We drove up to school (we were listening to old Story Pirates episodes on our drive today) and picked Carly up  a block from sc
hool. I drove them home then I drove to the new Herzliya Medical Center for my follow-up with the doctor. Got there right at 5, but had some reading time until I was called about 5:40.  He looked at it, then said we could take it out. He just reached over and pulled it out before I could say anything. A slight aching after he did it, but not much.

Horrible traffic on the way home. Got here at 6:50. When I arrived they were upstairs. He was saying he wanted to go to bed, and he wanted to sleep with me. He was pretending to yawn. We didn’t think he seemed all that sleepy. I showed them the piece of metal that had been taken out of my hand. About 3 inches long.

Downstairs he played with the vegetable steamer, which we had indeed bought as a toy for him when he liked the one at Derek and Jill’s house. He kept saying “I can’t believe it gets so small!” He was into confusing us mode when Carly asked about something and he said it was from “planet Groovy”. I asked where ‘Planet Groovy’ was from and he replied “Windows!”

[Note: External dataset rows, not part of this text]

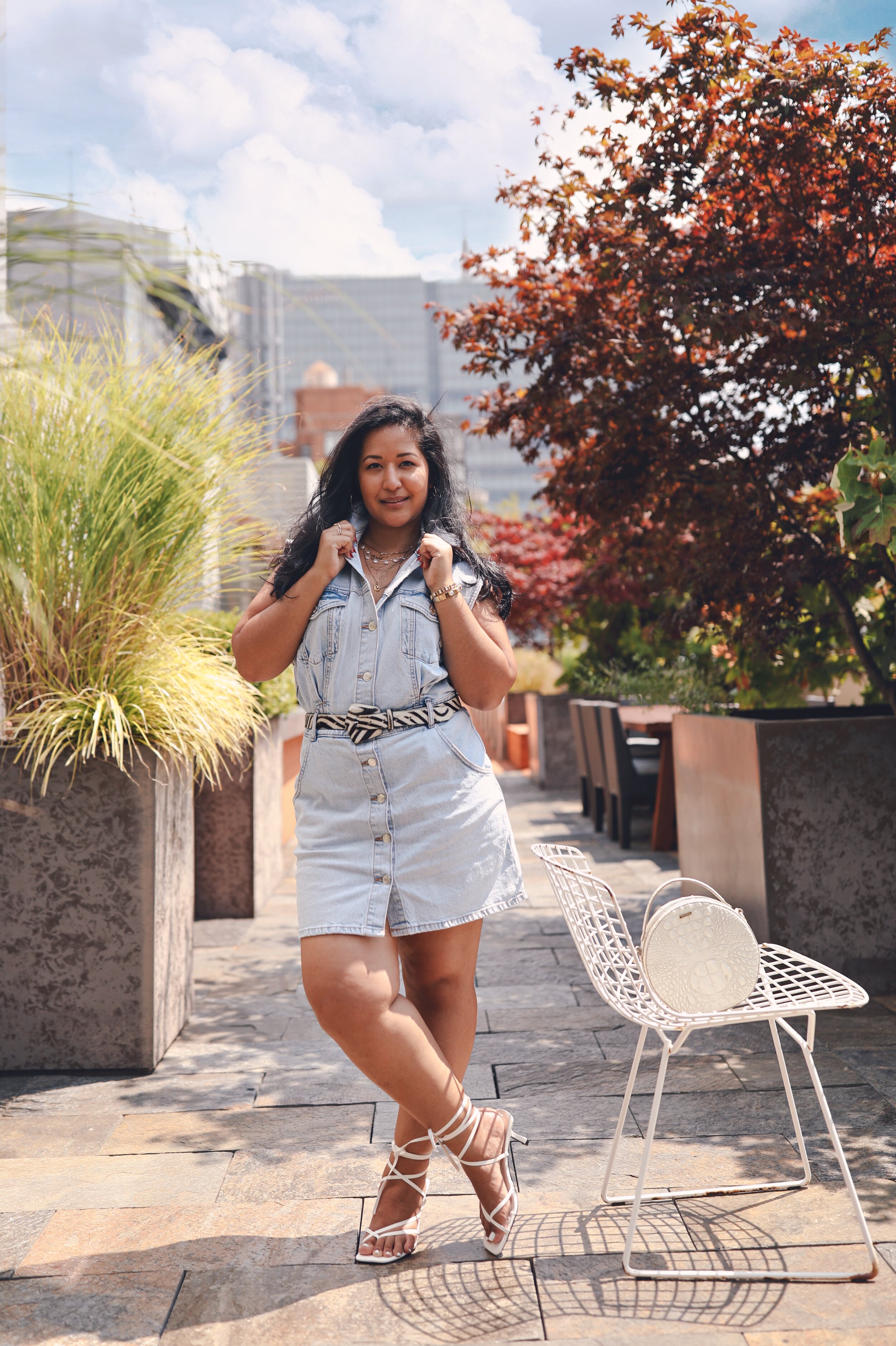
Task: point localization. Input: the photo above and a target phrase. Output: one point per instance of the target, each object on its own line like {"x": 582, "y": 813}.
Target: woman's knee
{"x": 438, "y": 982}
{"x": 344, "y": 991}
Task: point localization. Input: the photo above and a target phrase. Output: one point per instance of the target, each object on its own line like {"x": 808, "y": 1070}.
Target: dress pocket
{"x": 459, "y": 734}
{"x": 421, "y": 640}
{"x": 321, "y": 641}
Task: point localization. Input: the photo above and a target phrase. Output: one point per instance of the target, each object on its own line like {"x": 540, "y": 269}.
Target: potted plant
{"x": 115, "y": 484}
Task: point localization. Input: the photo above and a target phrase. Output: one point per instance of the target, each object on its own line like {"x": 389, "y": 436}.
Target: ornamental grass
{"x": 116, "y": 484}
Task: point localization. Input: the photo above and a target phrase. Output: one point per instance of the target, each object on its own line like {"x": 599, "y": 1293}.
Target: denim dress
{"x": 410, "y": 828}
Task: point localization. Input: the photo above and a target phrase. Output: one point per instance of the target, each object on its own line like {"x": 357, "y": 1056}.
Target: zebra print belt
{"x": 368, "y": 722}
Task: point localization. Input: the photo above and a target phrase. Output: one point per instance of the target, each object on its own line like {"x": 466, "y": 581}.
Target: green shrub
{"x": 115, "y": 484}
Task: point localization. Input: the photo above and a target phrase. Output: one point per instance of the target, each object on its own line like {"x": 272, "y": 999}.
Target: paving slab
{"x": 821, "y": 1213}
{"x": 221, "y": 932}
{"x": 576, "y": 1168}
{"x": 87, "y": 1310}
{"x": 596, "y": 1014}
{"x": 189, "y": 1092}
{"x": 716, "y": 1114}
{"x": 545, "y": 995}
{"x": 260, "y": 1128}
{"x": 868, "y": 1155}
{"x": 872, "y": 1026}
{"x": 18, "y": 1232}
{"x": 516, "y": 1048}
{"x": 876, "y": 1065}
{"x": 194, "y": 1237}
{"x": 319, "y": 1174}
{"x": 590, "y": 1298}
{"x": 104, "y": 1181}
{"x": 761, "y": 1070}
{"x": 45, "y": 1135}
{"x": 405, "y": 1303}
{"x": 685, "y": 1075}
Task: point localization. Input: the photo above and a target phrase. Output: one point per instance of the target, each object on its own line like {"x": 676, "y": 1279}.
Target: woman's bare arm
{"x": 270, "y": 632}
{"x": 477, "y": 652}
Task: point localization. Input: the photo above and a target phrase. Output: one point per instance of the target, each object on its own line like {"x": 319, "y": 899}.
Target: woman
{"x": 391, "y": 618}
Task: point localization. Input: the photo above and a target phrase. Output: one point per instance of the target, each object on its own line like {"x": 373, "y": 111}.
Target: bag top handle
{"x": 668, "y": 885}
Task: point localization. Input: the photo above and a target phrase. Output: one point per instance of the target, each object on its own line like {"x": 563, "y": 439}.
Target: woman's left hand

He ate some more pasta for dinner. He asked Carly “Mama, why is there borders that make countries in-between?” We had discussed borders a bit when he was asking what a passport is for. There was also more talk of why we can’t know everything – how there’s always more stuff happening and things to learn about.

We played some Seuss Band and read I Can Lick 30 Tigers Today! and On Beyond Zebra. One more Seuss Band song then we went upstairs. I tried to get him to sleep. He was itchy so I went and got him the cream. I switched with Carly about 9 and they were both asleep soon after that.